The expected shape of Apple’s 2026 iPhone announcement is now reasonably well-sourced. According to Macworld and a string of corroborating supply-chain reports, the September event will only include the iPhone 18 Pro, the iPhone 18 Pro Max, the foldable iPhone Ultra, and a refreshed iPhone Air. The base iPhone 18 — the model that for nearly two decades has been the volume anchor of the lineup — is reportedly being held until spring 2027, where it will ship alongside the iPhone 18e.
If that calendar holds, every iPhone that goes on sale in the critical fall and holiday quarter starts at $999 or higher. That’s the story. Everything else is window dressing.

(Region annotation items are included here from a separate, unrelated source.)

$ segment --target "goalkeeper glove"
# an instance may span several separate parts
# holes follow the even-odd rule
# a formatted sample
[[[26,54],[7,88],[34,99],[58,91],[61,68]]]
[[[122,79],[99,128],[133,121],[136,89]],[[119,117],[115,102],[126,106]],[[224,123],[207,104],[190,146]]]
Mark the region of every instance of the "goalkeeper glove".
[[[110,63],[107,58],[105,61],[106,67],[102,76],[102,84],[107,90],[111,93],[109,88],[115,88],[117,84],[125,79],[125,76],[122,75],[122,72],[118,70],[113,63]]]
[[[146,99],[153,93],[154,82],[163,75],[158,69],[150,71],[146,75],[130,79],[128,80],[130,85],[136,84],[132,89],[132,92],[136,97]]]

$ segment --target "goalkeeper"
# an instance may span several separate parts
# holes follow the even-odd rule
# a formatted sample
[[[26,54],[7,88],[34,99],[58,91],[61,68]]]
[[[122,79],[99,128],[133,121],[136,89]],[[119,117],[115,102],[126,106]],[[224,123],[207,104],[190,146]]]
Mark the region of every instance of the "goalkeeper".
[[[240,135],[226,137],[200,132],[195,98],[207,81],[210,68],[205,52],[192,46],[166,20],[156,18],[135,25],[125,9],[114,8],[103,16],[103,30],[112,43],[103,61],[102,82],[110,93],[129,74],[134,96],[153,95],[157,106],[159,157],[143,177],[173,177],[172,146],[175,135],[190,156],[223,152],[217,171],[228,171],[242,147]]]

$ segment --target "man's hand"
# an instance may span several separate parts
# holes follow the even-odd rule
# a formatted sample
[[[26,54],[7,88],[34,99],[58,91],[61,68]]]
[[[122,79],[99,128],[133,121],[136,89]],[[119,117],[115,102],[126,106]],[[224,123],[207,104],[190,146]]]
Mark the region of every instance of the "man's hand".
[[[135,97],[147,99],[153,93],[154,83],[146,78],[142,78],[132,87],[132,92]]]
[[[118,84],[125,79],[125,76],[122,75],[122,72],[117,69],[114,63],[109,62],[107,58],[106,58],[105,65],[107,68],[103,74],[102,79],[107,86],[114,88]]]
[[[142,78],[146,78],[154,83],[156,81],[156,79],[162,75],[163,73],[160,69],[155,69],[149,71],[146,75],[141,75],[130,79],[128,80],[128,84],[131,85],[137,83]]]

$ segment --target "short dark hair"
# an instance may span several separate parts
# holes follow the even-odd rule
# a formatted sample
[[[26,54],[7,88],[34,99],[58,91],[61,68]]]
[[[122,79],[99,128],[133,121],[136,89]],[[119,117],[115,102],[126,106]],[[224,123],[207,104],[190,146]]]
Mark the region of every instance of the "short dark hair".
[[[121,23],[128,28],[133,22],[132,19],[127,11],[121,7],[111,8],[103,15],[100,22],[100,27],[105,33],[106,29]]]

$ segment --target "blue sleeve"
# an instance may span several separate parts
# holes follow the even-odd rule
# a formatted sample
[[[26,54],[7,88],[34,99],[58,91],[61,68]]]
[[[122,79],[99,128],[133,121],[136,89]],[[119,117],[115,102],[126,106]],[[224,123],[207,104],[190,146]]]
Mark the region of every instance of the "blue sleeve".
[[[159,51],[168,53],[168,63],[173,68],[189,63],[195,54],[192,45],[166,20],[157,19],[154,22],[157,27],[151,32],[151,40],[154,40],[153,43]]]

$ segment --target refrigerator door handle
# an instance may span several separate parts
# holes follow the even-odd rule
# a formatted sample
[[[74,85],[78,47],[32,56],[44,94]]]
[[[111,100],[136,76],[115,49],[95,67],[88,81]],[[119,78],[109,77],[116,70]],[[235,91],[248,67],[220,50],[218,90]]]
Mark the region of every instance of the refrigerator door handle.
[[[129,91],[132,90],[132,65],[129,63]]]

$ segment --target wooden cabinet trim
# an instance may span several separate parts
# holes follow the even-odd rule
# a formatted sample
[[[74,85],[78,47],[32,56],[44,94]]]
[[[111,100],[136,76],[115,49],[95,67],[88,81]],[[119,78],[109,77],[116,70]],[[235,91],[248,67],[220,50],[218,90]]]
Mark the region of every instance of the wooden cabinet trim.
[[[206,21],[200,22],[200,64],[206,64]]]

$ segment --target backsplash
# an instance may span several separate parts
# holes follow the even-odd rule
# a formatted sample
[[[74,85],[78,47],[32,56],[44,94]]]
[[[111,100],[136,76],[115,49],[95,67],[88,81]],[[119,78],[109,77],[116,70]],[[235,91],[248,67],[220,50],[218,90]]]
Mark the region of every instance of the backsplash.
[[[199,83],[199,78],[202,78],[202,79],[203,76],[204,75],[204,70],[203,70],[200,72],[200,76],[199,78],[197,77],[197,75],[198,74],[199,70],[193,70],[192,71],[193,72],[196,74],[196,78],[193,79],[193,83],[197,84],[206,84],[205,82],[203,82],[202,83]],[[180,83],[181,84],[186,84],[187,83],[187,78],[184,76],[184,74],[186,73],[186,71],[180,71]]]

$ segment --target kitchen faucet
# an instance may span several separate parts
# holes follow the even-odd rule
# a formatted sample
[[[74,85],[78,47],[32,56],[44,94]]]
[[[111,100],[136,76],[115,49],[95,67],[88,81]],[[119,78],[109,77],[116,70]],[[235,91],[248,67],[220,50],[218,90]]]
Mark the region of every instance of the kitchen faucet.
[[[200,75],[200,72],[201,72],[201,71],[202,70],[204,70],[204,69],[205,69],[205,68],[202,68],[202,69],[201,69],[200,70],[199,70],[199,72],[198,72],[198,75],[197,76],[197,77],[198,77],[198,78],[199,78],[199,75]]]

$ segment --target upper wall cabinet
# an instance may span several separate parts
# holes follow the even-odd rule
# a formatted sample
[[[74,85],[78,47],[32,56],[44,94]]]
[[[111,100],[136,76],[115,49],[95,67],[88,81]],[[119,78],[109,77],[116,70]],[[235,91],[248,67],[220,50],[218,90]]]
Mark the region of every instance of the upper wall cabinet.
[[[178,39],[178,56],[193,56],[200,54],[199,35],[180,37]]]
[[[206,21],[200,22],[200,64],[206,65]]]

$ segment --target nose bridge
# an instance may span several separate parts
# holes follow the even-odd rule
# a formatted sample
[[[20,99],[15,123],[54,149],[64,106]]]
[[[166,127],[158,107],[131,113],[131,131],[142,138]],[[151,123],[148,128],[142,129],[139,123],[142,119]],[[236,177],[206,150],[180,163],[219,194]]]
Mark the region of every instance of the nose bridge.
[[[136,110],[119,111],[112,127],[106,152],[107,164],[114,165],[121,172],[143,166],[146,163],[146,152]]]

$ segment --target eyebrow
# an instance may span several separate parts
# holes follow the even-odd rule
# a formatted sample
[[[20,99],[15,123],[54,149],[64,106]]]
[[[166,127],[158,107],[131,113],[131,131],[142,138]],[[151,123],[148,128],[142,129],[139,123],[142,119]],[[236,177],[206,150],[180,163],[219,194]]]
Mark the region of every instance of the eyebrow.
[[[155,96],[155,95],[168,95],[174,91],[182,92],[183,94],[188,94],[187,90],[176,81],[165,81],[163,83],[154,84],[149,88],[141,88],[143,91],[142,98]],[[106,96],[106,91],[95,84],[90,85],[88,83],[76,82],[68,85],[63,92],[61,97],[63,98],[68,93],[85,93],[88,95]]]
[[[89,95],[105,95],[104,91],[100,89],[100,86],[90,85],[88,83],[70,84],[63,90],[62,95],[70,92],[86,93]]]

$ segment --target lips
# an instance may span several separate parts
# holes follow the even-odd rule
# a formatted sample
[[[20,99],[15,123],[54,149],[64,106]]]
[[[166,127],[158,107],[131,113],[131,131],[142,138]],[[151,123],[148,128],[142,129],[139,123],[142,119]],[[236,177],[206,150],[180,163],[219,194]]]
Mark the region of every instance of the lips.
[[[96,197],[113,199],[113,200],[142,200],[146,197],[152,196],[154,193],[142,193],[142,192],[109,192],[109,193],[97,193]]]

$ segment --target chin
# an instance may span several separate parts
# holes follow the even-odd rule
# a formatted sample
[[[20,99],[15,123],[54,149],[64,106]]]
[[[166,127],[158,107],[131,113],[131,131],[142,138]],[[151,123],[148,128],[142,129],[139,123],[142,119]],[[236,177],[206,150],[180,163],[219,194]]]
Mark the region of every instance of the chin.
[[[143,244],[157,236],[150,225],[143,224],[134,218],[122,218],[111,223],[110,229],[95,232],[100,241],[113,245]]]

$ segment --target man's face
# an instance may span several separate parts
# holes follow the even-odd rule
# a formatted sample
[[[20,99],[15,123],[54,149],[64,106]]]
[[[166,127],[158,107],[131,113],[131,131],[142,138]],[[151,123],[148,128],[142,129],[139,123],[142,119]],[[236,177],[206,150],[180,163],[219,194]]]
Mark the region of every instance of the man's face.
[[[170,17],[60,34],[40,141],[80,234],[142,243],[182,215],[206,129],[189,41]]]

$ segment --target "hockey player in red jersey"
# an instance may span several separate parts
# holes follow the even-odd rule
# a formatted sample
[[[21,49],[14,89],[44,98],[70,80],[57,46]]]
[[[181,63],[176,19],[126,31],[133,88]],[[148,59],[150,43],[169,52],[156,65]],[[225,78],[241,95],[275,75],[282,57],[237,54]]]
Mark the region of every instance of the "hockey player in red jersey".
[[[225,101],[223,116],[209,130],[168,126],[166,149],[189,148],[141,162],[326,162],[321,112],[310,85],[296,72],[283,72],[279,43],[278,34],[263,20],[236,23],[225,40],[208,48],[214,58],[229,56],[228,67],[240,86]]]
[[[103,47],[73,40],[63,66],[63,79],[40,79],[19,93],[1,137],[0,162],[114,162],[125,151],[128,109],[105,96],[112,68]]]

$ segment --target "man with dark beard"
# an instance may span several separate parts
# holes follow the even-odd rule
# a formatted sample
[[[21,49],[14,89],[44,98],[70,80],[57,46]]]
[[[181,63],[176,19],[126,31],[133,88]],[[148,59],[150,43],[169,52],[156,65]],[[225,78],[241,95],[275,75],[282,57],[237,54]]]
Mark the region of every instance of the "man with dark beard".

Apple has been edging toward this for years. The introduction of the Pro tier in 2019 created a deliberate price ceiling that buyers were initially expected to find aspirational; instead they bought it. The 16 Pro and 17 Pro outsold their non-Pro siblings in many markets, the e-tier absorbed the price-sensitive segment, and the standard iPhone increasingly looked like the model nobody had a strong reason to choose. Splitting the launch turns that latent dynamic into stated strategy. For one full quarter, the only iPhone you can walk into an Apple Store and buy new is a premium one.
The financial logic is plain. Holiday quarter average selling price is the metric Apple’s services-and-margins narrative is built on, and removing the cheapest current-generation option from the shelves during that window mechanically lifts ASP. The foldable Ultra reportedly carries a price tag well north of $2,000, which on its own pulls the mix upward. Stripping out the $799 base model amplifies the effect.
There is a counter-narrative — that the slip is about yield problems on the 2nm A20 Pro process, or about manufacturing capacity for the foldable’s new display assembly. Both are probably true contributing factors. But supply constraints normally produce a delayed launch of a single SKU, not a clean lineup-wide split that conveniently leaves only the high-margin models on shelves through December. When the supply story and the margin story line up this neatly, the margin story is usually the one driving.
The reasonable expectation for September is that the press will frame this as “Apple’s most ambitious lineup ever.” It is, more accurately, Apple’s most expensive one.